William Kerns, D.V.M., of Ternus Pharma in Duxbury, Massachusetts showed his propofol pro-drug development, which promises to immediately convert to propofol upon injection, but doesn’t confer pain at the injection site and remains stable for at least 48 hours. “Shark” Pamela P. Palmer, M.D., Ph.D., of AcelRx Pharmaceutical, in Redwood City, California, liked the idea but said that Dr. Kerns needs to prove that it doesn’t cause pain at the injection site. “If you’re going to fail, fail quick and fail cheaply,” she said.

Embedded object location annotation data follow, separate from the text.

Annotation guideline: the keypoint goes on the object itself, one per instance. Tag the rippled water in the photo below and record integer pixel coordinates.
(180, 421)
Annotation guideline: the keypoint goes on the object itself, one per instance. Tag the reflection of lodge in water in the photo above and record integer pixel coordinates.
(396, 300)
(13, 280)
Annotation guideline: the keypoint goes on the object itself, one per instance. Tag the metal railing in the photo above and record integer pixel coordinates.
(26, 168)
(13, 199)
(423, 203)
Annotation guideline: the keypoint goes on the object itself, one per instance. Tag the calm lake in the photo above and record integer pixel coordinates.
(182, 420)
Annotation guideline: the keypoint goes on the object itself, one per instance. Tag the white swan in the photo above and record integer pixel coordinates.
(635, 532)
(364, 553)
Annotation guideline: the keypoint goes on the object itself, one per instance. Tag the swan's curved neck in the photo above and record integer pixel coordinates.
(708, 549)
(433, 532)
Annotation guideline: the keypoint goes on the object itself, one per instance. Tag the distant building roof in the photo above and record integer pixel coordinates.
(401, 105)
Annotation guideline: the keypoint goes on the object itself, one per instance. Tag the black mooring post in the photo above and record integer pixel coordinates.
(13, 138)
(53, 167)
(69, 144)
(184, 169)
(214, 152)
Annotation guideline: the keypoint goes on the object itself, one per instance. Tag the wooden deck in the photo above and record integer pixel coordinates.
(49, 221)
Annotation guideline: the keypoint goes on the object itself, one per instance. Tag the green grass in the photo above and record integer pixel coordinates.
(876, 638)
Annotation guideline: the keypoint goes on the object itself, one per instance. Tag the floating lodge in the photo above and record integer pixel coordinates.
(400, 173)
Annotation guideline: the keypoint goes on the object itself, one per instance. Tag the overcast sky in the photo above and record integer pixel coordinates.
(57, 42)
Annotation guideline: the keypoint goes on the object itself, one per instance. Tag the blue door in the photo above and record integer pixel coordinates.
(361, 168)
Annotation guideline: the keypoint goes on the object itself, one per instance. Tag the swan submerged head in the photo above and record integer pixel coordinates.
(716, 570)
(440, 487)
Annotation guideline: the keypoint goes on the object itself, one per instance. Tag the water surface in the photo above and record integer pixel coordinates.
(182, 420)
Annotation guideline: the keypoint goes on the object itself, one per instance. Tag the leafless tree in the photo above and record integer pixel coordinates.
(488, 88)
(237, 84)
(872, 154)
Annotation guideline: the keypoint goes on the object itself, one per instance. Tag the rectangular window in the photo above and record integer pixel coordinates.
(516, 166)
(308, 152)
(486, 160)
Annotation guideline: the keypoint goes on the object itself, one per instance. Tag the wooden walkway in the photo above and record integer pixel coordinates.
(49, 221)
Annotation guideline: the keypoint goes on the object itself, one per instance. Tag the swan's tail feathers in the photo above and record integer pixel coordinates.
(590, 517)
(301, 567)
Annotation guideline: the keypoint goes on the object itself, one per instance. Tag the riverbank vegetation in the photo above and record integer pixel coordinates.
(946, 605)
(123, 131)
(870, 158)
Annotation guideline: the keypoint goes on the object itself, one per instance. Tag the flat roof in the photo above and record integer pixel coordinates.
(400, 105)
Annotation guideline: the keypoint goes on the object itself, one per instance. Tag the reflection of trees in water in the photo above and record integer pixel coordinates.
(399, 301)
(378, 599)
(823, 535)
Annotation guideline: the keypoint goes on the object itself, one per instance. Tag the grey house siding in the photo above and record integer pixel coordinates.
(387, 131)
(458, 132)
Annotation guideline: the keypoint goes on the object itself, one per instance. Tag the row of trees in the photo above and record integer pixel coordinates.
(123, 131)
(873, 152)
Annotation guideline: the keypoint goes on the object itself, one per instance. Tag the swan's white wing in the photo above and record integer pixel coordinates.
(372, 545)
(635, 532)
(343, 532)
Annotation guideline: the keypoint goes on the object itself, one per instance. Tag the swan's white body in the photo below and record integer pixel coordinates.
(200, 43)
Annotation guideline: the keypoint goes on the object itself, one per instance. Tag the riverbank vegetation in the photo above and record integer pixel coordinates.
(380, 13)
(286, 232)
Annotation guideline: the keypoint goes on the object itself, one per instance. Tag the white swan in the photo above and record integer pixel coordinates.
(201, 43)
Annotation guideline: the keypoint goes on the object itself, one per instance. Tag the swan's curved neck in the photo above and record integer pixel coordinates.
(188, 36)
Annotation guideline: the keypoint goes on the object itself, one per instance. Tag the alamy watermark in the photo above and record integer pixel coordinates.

David Kaczka, M.D., Ph.D., from the University of Iowa Hospital and Clinics in Iowa City, presented his product, multifrequency ventilation. The technology delivers ventilation in various frequencies to different regions of the lung. It has the potential to reduce the risk of acute respiratory distress syndrome, which results in 74,000 deaths annually. Dr. Kaczka projected that if his product is successful, a one-time buyout is likely. “Shark” Palmer didn’t like the sound of that. “The plan for a buyout as an exit strategy is what you want. But investors can smell that a mile away. If you don’t have the money to move your product along, you’re chum in the water. Always act like you have enough money to go to the next step.”

Finally, Neil P. Ray, M.D., with the University of California, Davis, Medical Center, presented the Raydiant Oximetry, which can piggyback on existing fetal monitors to increase the accuracy of detecting fetal distress. It holds the promise of reducing the need for C-section, which is the most common surgery performed in the U.S. “We often think babies are in distress when they aren’t,” Dr. Ray said. His product uses non-invasive transabdominal fetal oximetry to assess a baby’s oxygen saturation by shining a light on the mother’s abdomen. “A baby’s oxygen saturation indicates whether the baby is truly in distress with 99 percent accuracy,” Dr. Ray said. The sharks wondered: Does it work on mothers who are obese?

Overall, “Swimming with the Sharks” was a big hit. Participants and would-be entrepreneurs learned a lot about product entrepreneurship from this entertaining and informative exercise, which was created in honor of the late Theodore Henry Stanley, M.D. He was an anesthesiologist with the University of Utah and a medical entrepreneur, who, with a colleague, invented the fentanyl lollipop to treat cancer pain.